Recent recommendations are the result of a review of current evidence with a wide range of professional and consumer groups.

The test will continue

All pregnant women who do not yet have diagnosis of diabetes before pregnancy or gestational diabetes, a screening in the period from 24 to 28 weeks will still be recommended. They will still have an oral glucose tolerance test, a measure of how the body processes sugar. The test covers the post from day to day and a blood test in the morning before drinking a sweet drink. Then there are two more blood tests in two hours. However, fewer women will have this test twice during pregnancy.

The changes mean more targeted care

The following changes mean that health services should be able to change the orientation of resources to provide women with access to the care needed to support healthier pregnancies, including early support for women who need them most:

  • Women with risk factors for existing, unrecognized diabetes (such as a higher body weight index or BMI or previous enormous child) will be sieved in the first trimester of pregnancy, with one, soon blood test (known as HBA1C)

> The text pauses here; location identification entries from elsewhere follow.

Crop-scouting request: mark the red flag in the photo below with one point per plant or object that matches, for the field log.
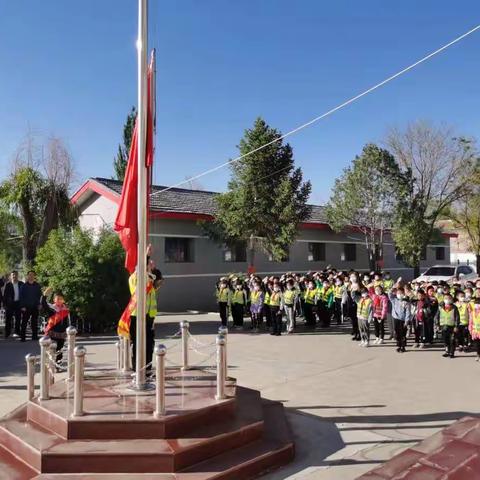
(126, 223)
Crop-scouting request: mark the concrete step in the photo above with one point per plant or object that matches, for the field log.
(274, 450)
(48, 452)
(11, 468)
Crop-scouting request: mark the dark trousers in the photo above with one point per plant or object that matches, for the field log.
(31, 313)
(400, 332)
(428, 329)
(237, 314)
(379, 328)
(338, 310)
(309, 314)
(419, 328)
(268, 317)
(223, 310)
(12, 319)
(256, 319)
(477, 346)
(149, 340)
(449, 339)
(463, 336)
(276, 319)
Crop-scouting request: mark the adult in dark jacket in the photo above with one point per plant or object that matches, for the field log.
(11, 300)
(30, 297)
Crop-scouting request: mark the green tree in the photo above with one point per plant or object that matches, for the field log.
(365, 197)
(436, 165)
(89, 271)
(121, 159)
(266, 197)
(37, 192)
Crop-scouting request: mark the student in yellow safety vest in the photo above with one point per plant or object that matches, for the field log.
(290, 296)
(448, 319)
(224, 294)
(310, 301)
(464, 309)
(238, 302)
(474, 325)
(276, 308)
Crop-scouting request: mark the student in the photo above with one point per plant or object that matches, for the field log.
(276, 308)
(448, 319)
(239, 300)
(400, 314)
(353, 286)
(464, 309)
(290, 296)
(474, 325)
(380, 311)
(338, 292)
(310, 299)
(364, 315)
(429, 323)
(421, 315)
(223, 293)
(256, 305)
(58, 320)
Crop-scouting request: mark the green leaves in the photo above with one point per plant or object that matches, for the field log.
(121, 159)
(266, 197)
(366, 195)
(90, 273)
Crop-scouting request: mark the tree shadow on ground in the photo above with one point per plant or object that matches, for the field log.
(319, 441)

  • Less women will have an oral glucose tolerance test at the beginning of pregnancy, preferably from ten to 14 weeks of pregnancy. This early tests will be reserved for women with specific risk factors, such as pregnancy diabetes in the previous pregnancy or a high level in the HBA1C test

  • Women will be diagnosed only if their blood glucose levels are above modern, higher cut -off points for the oral glucose tolerance test, for tests carried out early or later in pregnancy.

Which tests do I need?

These changes will be implemented in the coming months. That is why women are encouraged to talk to the maternity provider about how the changes are used.